场面一度非常尴尬。
昔涟恨不得把自己的嘴缝起来,但全身上下连捏针的力气都没有,只能红着脸瞪着天花板,假装刚才说话的人不是自己。
沉默了一阵,阿格莱雅忽然笑出声来。
她的手轻轻拂过昔涟的心口,“陛下看起来很快活呢。”
这还是昔涟第一次见阿格莱雅笑。
就像一个普通的贵族少女在某个阳光正好的午后、在绣房窗边被心爱的人从背后轻轻抱住时会露出的那种笑。
明艳、干净、无忧无虑。
“嗯……很舒服。”昔涟没有掩饰,也没有用帝王的威严去包装这句回答。
她太累了,累到所有的伪装都懒得维持。
“陛下真是诚实。”阿格莱雅没有敛去笑容,手指依旧有一搭没一搭地在昔涟心口画着圈。
“爱妃笑起来真美。”昔涟怔怔地看着那张近在咫尺的笑颜,喃喃道。
“陛下也是。”阿格莱雅轻声回应。
因为刚刚经历过数次欢愉,两人的余韵犹存,甚至还贴贴着。
看向彼此的眼神仍旧湿漉漉的,带着浓郁的、尚未完全散去的欲望。
在这一刻,吊桥效应达到了顶峰。
所谓吊桥效应,便是当人处于高度生理唤醒状态时,比如恐惧、紧张、或是极致的欢愉,会不自觉地将这种心跳加速、呼吸急促的生理反应,错误地归因为对身边人的心动。
错位的归因催化出真实的情感,这就是吊桥效应的魔力。
而此刻横亘在两人之间的,是远比一座摇摇欲坠的吊桥更加猛烈的情感。
阿格莱雅从未觉得自己会对一个女子产生这种感情。
即使是周牧先前的举动——将她按在床榻上,以皇后的身份与她云雨——在她心中,那种感觉也更接近一种理性层面的配合。

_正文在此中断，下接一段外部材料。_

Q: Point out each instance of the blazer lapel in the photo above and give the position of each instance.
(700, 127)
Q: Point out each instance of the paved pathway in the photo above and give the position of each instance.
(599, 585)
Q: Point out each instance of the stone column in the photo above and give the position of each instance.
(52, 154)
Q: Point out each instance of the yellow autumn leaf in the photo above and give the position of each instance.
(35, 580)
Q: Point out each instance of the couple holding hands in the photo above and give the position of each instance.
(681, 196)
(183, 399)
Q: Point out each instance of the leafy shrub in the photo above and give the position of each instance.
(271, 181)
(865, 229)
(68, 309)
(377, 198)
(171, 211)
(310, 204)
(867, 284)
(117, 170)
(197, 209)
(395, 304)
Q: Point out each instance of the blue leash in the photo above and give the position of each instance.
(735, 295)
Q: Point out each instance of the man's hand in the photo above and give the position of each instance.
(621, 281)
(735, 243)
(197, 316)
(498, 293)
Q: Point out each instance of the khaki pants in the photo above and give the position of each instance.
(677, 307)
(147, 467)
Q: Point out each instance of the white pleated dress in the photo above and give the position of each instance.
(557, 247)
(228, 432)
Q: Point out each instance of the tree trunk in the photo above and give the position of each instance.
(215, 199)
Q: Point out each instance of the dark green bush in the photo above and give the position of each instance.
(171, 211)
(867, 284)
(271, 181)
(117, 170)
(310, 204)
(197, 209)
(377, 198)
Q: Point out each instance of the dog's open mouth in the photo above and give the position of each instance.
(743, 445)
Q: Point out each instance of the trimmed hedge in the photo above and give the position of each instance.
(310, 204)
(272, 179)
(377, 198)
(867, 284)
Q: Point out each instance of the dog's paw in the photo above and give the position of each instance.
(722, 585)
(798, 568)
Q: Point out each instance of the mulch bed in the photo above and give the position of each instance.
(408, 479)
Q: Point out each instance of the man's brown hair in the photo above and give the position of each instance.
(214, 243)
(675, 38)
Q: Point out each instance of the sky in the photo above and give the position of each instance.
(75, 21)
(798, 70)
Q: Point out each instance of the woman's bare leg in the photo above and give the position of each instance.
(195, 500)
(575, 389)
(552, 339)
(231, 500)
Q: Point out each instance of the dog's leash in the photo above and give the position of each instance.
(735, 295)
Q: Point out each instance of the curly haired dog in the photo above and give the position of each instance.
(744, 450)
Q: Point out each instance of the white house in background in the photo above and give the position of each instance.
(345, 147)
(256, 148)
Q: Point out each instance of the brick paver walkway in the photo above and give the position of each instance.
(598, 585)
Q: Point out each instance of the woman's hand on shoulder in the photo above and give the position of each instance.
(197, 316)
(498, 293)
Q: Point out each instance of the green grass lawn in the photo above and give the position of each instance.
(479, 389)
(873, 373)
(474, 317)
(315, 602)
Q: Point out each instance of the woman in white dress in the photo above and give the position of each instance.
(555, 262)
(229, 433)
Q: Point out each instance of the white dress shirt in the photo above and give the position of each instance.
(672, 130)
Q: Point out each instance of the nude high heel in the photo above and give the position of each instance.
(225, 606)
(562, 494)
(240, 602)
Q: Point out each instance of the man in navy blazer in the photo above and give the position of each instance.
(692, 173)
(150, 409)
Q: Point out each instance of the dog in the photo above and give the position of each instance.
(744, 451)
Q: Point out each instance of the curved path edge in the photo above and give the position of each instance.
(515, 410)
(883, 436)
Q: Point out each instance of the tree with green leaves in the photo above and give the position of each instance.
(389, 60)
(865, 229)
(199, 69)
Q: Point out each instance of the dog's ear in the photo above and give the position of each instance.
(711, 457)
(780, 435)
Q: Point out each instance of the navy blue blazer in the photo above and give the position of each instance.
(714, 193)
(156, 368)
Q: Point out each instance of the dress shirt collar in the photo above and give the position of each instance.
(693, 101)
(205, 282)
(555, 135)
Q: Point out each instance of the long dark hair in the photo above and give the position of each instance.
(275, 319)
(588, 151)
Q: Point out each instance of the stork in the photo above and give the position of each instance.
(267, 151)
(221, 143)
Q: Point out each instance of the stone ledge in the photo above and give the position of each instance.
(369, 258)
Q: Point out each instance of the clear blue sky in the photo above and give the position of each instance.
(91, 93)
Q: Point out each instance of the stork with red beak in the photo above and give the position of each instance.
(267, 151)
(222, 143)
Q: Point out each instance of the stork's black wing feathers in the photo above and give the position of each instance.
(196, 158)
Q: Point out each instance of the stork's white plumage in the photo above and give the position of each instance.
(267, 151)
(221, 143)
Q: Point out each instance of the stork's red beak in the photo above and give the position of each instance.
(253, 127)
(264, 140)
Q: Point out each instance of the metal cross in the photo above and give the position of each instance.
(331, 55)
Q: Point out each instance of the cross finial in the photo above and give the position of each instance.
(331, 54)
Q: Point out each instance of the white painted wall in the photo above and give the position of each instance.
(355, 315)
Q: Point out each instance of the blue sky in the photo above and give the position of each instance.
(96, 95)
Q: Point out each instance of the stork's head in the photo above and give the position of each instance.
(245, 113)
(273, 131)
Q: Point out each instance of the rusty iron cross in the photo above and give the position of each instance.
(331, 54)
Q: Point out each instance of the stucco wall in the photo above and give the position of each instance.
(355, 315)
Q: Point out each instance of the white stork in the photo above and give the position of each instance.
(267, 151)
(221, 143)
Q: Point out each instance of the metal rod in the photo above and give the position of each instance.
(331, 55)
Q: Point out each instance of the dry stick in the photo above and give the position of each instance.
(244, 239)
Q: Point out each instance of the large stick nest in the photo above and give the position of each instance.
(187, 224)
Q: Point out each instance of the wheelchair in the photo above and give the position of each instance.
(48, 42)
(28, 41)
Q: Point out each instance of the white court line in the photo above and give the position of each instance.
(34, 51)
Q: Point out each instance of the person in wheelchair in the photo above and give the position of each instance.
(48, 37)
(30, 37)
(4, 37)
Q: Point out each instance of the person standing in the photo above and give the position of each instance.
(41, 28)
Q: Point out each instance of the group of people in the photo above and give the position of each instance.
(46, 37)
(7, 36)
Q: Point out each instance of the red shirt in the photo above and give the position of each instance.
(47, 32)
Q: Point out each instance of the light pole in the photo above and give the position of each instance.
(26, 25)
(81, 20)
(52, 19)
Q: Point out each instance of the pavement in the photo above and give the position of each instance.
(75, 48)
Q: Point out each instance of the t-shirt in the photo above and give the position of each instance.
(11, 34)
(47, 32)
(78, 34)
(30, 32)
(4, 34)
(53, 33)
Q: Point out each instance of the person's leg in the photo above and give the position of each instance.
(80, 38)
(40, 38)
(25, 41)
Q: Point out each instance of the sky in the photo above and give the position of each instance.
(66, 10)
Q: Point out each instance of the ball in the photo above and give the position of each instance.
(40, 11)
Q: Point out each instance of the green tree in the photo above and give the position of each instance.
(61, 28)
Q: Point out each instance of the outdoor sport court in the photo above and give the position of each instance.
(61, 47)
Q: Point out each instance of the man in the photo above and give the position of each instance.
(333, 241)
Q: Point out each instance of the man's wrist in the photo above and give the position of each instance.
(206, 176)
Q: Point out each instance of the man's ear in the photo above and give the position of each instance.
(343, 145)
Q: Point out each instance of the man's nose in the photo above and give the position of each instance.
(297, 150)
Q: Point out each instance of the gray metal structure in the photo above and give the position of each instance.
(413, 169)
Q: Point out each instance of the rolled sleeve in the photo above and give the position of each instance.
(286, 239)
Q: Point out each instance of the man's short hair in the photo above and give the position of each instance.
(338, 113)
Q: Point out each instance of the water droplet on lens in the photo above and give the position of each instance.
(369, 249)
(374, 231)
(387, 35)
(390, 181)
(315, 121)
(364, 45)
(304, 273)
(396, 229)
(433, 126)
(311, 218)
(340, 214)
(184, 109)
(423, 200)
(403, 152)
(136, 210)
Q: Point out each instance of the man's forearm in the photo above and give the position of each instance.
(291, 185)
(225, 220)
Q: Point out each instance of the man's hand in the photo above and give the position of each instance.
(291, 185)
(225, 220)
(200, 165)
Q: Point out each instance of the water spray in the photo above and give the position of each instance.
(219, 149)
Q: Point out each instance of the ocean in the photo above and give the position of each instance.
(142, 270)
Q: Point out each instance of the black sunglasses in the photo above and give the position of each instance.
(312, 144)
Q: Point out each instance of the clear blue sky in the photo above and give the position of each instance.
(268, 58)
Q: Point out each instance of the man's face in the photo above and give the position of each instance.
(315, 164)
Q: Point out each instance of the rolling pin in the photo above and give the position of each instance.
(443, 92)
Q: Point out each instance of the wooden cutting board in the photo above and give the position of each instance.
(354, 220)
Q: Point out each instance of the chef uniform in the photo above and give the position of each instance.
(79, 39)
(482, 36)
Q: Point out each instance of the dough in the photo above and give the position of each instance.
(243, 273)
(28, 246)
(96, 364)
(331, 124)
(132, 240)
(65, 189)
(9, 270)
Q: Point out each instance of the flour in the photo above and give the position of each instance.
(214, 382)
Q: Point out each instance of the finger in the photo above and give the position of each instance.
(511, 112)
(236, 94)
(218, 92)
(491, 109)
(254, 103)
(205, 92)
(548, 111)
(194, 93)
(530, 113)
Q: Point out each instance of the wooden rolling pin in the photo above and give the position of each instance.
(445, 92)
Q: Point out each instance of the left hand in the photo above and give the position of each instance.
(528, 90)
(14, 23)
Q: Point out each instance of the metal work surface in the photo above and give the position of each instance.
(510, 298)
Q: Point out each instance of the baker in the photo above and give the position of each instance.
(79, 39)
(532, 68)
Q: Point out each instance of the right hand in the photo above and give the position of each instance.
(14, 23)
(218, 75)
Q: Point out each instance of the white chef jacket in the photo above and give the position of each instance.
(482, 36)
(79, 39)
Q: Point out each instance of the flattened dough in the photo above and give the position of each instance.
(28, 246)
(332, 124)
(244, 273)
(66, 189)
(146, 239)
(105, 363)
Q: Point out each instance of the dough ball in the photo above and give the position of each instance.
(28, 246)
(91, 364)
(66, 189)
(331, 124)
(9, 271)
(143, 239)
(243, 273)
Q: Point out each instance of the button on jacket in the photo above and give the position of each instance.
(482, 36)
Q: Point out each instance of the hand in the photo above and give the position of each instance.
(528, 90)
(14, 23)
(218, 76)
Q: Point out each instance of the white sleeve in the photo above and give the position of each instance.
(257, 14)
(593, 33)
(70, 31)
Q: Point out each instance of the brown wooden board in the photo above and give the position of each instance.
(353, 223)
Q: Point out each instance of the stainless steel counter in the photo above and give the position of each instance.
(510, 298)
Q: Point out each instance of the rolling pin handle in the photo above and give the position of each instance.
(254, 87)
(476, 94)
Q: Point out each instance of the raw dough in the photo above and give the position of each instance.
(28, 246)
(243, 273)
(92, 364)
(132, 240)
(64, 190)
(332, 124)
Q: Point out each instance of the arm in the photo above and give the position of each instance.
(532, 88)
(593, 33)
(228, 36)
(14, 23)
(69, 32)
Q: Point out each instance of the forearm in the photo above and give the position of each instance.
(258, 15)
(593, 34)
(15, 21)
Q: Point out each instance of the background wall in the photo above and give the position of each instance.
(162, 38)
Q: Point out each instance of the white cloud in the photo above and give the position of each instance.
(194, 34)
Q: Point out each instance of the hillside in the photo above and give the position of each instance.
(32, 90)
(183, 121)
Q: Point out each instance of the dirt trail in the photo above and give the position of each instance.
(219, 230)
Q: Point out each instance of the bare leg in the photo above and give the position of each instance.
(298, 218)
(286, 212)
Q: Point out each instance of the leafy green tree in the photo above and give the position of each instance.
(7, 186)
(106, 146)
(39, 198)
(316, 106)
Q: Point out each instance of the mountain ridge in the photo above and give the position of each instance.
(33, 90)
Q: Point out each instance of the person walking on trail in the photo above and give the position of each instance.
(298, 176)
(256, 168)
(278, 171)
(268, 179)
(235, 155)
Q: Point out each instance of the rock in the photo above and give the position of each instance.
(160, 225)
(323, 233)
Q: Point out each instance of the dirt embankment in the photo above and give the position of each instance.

她认可周牧的能力,认可周牧对帝国的忠诚,认可皇后宠幸嫔妃是后宫正理。
但如果让她自己选择,她更想和男性的周牧发生关系。
那是她刚恢复不久的人性中对“正常”的认知,男女结合,天经地义。
而女子与女子之间,在她是“不正常”的,是可以接受但不会主动渴望的。
但此刻,看着昔涟微红的脸颊,看着那双异色瞳里氤氲的水光,她的心跳得忽然比平时快了几拍。
“还要吗?陛下。”阿格莱雅小声问道。